Ancient Glass.
During the early part of the 17th century English glasshouses were predominantly small family-run concerns manufacturing unsophisticated items for domestic or local use. Venetian glassware was coveted by all and sundry, but the export of raw materials and the knowledge of the technology itself from the hive of industry that was glassmaking around the lagoon was supressed to preserve the desirability and exclusivity of the region’s exported pieces. The furnaces of the region were shut down each year from August to January and eventually glassmakers received dispensation to leave the city and seek employment elsewhere for the duration of this hiatus. Others chose to risk the fines, conscription and confiscations that were threatened by the City council to keep them in line, and slowly but surely the previously closely-guarded trade secrets began to percolate across Europe and spawn new centres of manufacture – first in other regions of Italy, then in Austria, Bohemia and ultimately in Belgium and London.
The immigrant workers no doubt brought invaluable insight to the English glassmakers, but they remained unable to replicate Venetian finery due in no small part to the lack of top quality raw materials which were readily available to the master craftsmen in Venice. English glass remained discoloured and tainted by the contamination with smoke and soot from coal-fired furnaces, and even when lead was added to the mix to draw out these contaminants and enhance clarity it often resulted in its own residual yellow tinge if saltpetre was not added to the mixture – it was an ongoing balance of trial and error – not quite alchemy in the truest sense of the word, but experimental chemistry in pursuit of a specific prize nonetheless.
Ravenscroft was already prominent amongst London’s glassmaking community, had previously moved in Venetian circles whilst trading lace there and was refining his methods of manufacturing the highest quality of water-white crystal glass for the production of mirrors. He enlisted the assistance of several former associates from Italy who were able to expand and enhance his knowledge base and his aggregation of information and persistence eventually paid of when in 1674 he was awarded the patent for his new and startlingly clear leaded crystal glass – not a replication of the Venetian product after which it had been fashioned, but a distinct variety of glass entirely which had been fabricated almost by accident as a by-product of wider research. But was this the work of Ravenscroft alone, we await publication of some new research.

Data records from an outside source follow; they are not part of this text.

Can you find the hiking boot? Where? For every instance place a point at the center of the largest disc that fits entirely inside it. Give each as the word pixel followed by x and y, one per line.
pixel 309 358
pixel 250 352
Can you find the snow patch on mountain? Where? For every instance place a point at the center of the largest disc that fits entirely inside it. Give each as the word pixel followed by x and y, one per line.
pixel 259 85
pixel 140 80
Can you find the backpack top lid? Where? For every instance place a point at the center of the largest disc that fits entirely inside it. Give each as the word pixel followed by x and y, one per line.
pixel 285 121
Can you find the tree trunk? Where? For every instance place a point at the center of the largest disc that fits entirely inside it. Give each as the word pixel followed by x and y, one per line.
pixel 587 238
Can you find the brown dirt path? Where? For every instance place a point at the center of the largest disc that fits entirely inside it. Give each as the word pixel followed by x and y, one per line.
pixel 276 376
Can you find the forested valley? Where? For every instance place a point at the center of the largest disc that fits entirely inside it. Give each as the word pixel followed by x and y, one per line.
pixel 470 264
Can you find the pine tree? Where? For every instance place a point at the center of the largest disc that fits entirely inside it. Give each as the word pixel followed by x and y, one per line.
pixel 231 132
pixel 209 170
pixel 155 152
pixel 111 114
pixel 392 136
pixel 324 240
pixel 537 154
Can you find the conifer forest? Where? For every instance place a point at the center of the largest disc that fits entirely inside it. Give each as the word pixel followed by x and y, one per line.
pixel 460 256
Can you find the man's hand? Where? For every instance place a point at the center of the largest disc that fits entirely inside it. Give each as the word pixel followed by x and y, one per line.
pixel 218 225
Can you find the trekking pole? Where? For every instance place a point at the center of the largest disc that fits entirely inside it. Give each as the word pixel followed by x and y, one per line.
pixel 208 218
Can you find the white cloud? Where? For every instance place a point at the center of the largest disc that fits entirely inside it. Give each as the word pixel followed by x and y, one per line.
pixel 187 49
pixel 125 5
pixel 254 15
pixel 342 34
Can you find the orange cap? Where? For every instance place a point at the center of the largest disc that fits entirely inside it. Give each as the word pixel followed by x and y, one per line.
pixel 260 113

And so the point where English glassware could be easily discerned from European products had been reached, and the identifiable early features of our native pieces began to evolve. It was immediately apparent that, although bright, lustrous and clear, the lead glass was slow to cool and therefore difficult to fashion in to intricate shapes in the Venetian style and baluster glasses came very much to the fore. Simple, plain, functional, sturdy, uncomplicated for the most part – they seemed typically English from the very start with their lack of continental sophistication and frippery. Neither could the new glass be blown thinly to provide a suitably delicate and uniform base for engraving, so the development of decoration – as it gradually became more sought after – was by way of shaped knops and balusters to the stems, impressed prunts or crimping and pincering to the surface – pleasingly stolid and reassuringly phlegmatic adornments as befits the staple glassware of perfidious Albion on the cusp of the industrial revolution.